Numerous rank-and-file Democrats urged the White House not to back away from its support for the rule, while Republicans demanded a full retreat.
"It is time for the extreme right wing to stop playing football with women's health," said Rep. Nita Lowey, D-New York. "My colleagues and I stand in solidarity with American women who have waited decades for equity in contraceptive coverage. We have fought for too long."
"I woke up this morning in the 21st century, not in the Middle Ages," said. Rep. Diana DeGette, D-Colorado. "Family planning and birth control (are) an essential part of women's health."
But Republican presidential candidate Rick Santorum said the issue is about the rights of churches, not women.
"This has to do with the right of a church not to spend their moral resources in a way that's inconsistent with their faith," the former Pennsylvania senator, a staunch conservative Catholic, told CNN's "John King USA."
"We're not talking about denying women the access to contraception," he added. "They can go and get it. But we're talking about having a church of which they happen to chose to work for and they know their position in working for them. You're now forcing them as a condition of employing people to pay for something that again is a grievous moral wrong."
And Rep. Virginia Foxx, R-North Carolina, called the proposed rule "an attack by the federal government on religious freedom for everyone in our country and our rights of conscience."
"It must not stand and it will not stand if we are going to keep the freedoms that we love and cherish in this country," Foxx said.
The question of whether institutions with religious ties should be required to offer insurance plans covering birth control and the so-called morning after pill, among other things, hits a number of political hot buttons. Liberal groups defend the requirement on grounds of gender equality in health care; conservatives consider it a violation of the First Amendment and an infringement on religious liberty.
Republican leaders have repeatedly blasted the administration's decision, raising the issue's profile on both Capitol Hill and the presidential campaign trail.
Speaking on a Cincinnati radio show Thursday, Vice President Joe Biden said the Obama administration hopes to find a middle ground that would allow women to get insurance coverage for contraception while allowing an institution like the Roman Catholic Church, which opposes birth control, "to be consistent with its teachings."
"What I'm making a commitment is there's going to be a significant attempt to work this out, and there's time to do that," Biden said. "And as a practicing Catholic, you know, I am of the view that this can be worked out and should be worked out."
Biden told radio station WLW that there has been "a lot of misunderstanding" about the rule. "There's not enough focus on the fact that we've decided that there's a year to work this out so we can accommodate it," he said.
While churches themselves are exempt from the rule, hospitals and schools with religious affiliations would have to comply. The new policy is set to go into effect on August 1, though religious groups would have a yearlong extension to implement the rule.
Published polls show a slight majority of U.S. Catholics actually favor the requirement.

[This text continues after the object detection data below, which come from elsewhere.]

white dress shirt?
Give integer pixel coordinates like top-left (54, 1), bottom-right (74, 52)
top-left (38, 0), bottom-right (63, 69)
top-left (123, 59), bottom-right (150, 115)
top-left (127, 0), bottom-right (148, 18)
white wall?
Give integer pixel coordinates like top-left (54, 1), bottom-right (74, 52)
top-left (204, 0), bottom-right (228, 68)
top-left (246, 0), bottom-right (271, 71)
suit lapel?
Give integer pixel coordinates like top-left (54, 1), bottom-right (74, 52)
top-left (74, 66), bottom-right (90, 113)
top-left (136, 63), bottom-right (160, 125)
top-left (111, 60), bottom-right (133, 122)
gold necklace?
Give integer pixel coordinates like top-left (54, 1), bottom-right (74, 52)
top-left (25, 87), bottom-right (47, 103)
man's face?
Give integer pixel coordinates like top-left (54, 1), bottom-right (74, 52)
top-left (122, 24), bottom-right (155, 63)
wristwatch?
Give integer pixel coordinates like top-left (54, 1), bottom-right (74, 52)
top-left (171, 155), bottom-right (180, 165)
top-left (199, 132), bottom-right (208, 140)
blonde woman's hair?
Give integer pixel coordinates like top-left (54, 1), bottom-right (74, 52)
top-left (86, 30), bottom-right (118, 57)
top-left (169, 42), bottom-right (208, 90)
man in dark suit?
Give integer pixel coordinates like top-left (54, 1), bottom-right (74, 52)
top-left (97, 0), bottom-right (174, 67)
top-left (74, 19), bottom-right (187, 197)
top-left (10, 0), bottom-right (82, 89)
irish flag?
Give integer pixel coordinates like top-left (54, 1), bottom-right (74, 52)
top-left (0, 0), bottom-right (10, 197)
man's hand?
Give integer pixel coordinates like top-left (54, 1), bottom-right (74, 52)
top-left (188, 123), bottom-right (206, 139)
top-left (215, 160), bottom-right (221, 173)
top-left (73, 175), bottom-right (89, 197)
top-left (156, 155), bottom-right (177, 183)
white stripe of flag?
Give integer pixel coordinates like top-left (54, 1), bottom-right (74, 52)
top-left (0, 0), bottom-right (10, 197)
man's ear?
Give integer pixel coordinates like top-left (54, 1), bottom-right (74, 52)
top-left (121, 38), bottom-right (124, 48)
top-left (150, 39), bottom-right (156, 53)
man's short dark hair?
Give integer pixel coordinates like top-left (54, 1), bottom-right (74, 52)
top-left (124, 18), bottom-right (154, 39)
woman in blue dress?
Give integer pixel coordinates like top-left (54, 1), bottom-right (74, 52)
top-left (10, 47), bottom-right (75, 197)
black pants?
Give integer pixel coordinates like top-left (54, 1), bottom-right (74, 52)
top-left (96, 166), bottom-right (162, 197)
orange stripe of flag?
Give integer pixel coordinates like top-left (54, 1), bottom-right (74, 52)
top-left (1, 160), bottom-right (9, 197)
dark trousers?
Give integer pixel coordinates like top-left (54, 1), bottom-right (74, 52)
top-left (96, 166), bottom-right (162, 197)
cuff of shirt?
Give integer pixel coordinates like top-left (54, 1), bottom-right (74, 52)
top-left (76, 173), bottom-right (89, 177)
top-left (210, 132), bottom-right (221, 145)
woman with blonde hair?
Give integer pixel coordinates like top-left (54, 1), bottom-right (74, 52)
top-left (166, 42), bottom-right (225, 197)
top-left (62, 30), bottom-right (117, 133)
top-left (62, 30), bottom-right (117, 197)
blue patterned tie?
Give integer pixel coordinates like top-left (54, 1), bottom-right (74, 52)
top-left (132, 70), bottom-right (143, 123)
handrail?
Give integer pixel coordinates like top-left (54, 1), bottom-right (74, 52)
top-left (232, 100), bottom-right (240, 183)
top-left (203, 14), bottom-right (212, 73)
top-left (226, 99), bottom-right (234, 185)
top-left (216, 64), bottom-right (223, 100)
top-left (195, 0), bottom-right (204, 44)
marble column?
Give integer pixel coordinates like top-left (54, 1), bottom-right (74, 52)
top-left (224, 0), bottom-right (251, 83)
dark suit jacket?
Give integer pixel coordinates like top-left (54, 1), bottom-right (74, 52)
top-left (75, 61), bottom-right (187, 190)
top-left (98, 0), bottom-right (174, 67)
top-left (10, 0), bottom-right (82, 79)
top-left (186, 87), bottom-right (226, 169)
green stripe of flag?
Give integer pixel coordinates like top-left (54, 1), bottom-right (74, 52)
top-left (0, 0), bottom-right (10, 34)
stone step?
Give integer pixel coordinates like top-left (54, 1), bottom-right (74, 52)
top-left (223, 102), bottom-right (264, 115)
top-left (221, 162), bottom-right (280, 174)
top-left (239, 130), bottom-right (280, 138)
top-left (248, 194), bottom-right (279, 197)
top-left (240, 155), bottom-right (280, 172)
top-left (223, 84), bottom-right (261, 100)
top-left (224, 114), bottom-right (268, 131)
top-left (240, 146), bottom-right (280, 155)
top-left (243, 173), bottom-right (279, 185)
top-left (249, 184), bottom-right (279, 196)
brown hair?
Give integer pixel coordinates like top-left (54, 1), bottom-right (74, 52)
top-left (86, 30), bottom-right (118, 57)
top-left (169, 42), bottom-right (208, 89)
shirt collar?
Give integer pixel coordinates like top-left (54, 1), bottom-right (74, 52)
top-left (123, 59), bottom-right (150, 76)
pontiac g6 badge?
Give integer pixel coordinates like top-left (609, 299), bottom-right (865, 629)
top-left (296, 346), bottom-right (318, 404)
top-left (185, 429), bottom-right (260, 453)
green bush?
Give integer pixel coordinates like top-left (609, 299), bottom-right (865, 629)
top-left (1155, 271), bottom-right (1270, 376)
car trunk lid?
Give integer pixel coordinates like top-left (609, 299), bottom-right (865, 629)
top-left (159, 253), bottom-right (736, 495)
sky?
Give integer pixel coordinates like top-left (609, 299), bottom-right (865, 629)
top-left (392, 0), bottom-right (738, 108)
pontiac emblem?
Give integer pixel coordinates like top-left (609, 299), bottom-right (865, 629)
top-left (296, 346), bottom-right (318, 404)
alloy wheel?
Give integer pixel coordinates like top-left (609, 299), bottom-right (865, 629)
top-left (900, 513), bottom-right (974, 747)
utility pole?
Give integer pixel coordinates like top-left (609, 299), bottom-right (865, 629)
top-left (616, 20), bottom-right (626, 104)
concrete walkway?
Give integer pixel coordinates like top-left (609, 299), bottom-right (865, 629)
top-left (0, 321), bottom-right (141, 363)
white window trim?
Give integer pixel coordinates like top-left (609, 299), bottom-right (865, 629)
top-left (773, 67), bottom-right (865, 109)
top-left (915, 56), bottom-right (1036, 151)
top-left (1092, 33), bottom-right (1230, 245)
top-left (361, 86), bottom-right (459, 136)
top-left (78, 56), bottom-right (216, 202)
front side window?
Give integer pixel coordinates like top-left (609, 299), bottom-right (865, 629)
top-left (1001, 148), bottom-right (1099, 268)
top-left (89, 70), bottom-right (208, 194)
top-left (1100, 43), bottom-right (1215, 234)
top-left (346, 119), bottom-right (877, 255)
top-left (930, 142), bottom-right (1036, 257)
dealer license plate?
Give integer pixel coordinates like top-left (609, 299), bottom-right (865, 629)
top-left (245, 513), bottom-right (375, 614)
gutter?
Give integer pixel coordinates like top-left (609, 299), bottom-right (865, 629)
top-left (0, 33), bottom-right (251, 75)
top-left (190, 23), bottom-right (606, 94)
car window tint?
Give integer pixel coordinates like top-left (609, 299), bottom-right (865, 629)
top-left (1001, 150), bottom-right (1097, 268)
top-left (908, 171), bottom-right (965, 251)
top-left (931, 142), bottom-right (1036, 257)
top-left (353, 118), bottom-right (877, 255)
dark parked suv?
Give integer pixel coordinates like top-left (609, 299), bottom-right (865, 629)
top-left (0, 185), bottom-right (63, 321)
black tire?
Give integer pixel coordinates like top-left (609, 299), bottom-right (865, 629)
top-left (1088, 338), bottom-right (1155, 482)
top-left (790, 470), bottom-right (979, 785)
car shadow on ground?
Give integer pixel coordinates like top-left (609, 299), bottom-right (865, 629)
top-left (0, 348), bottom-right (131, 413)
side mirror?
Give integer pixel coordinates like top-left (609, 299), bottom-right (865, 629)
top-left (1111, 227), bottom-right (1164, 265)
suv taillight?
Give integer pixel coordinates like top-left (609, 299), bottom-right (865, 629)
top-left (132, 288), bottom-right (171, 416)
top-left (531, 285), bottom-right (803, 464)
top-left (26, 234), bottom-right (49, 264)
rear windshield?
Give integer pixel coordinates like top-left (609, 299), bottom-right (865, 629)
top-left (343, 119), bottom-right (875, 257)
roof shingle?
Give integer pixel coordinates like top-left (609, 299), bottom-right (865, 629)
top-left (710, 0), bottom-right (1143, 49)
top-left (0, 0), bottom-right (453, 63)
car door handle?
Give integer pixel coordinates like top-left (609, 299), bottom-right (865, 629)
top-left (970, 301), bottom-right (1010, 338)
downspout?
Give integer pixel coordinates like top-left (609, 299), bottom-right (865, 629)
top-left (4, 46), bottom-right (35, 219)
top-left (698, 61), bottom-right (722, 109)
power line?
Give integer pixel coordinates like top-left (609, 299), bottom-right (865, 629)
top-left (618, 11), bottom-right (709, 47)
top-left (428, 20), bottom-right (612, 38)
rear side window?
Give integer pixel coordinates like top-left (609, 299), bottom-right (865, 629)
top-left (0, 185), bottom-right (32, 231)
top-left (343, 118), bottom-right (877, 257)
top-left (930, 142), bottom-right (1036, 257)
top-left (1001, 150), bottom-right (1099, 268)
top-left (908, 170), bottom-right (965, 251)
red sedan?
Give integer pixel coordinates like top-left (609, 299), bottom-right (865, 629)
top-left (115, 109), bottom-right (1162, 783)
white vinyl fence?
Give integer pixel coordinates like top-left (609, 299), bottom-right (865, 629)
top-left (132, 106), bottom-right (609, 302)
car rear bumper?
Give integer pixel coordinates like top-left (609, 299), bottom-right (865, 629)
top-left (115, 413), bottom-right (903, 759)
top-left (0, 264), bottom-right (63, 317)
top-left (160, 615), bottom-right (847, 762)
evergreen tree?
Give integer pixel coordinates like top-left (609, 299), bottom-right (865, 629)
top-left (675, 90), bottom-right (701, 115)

But the Catholic media network EWTN sued the federal government Thursday, seeking to stop the mandate's implementation and get it ruled unconstitutional.
"We had no other option but to take this to the courts," EWTN President Michael Warsaw said. "We are taking this action to defend not only ourselves but also to protect other institutions -- Catholic and non-Catholic, religious and secular -- from having this mandate imposed upon them."
Two other lawsuits have also been filed seeking to block the mandate. All three lawsuits are backed by the Becket Fund, a conservative religious legal organization.
Some political analysts think the controversy will cost President Barack Obama votes in politically critical states like Pennsylvania and Ohio in November, while others insist it will ultimately hurt Republicans with suburban women.
Bloomberg reported Wednesday that there was a deep internal administration split on the matter, with Biden and former White House Chief of Staff Bill Daley warning Obama about the possibility of negative political repercussions in swing states, But several female aides -- including Health and Human Services Secretary Kathleen Sebelius -- urged the president to move forward with the rule, Bloomberg said.